N-Gram-based language model, dependency parser, authorship attribution with Keras
This project, which I worked on in June and July 2017, provided an invaluable introduction into many crucial concepts in NLP and Python. Before this point, I had had three years of programming experience in Java, Computational Linguistic theory, and university-level math courses. This project was originally submitted in the course Statistical Natural Language Processing, taught by Dr.
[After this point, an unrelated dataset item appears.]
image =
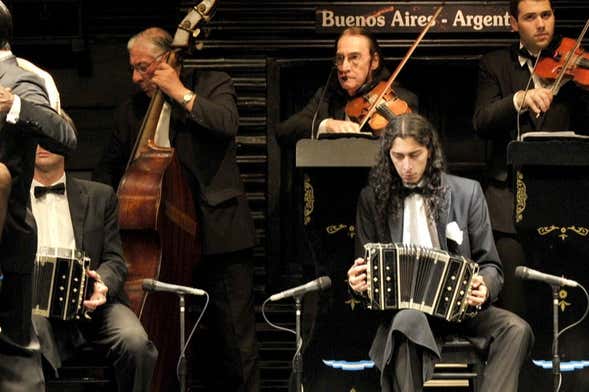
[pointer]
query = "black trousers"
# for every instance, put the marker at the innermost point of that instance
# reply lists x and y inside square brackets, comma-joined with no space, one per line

Cagri Coltekin
Much of the theory on which the implementations were based can be found in the book Speech and Language Processing, by Daniel Jurafsky and James H. Martin
- In
ngram_language_model.py
, I develop various NGram-based Language Models that incorporate:
- Maximum Likelihood Estimation (MLE)
- additive smoothing (both Laplace smoothing and with an optimized α parameter)
- perplexity scores
- Simple back-off N-grams
- Use of
NLTK
for word and sentence tokenization
The language model are then trained to successfully perform authorship attribution on the works of eight famous authors who have multiple works in the public domain
- In
dependency_parser.py
, I implement a dependency parser using Universal Dependencies(UD) Version 2 treebanks for training and testing. The steps taken to build the parser were:
- Feature extraction: get word forms and POS tags for terms on buffer and stack, have pre-made oracle predict labels for upcoming actions
- Classification: train deep NN incorporating embeddings and GRU in Keras to predict next parser action label on a given UD entry
- Parsing: a function that top predictions from NN to output the one best dependency tree
- Training, Tuning hyperparameters on development set, and calculating final performance on test set
- In
deep_tweets_embedding.py
, I participate in Germeval Task 2017: A Shared Task on Aspect-based Sentiment in Social Media Customer Feedback. It focuses on labelling customer tweets regarding Deutsche Bahn, the national German train operator
After data extraction and cleanup, I prepare an embedding with a Gated Recurrent Unit in Keras running on Tensorflow. The network makes use of softmax activation and the Adam optimizer to achieve 86% accuracy - Not bad for my first attempt at a challenging shared task in twitter sentiment analysis!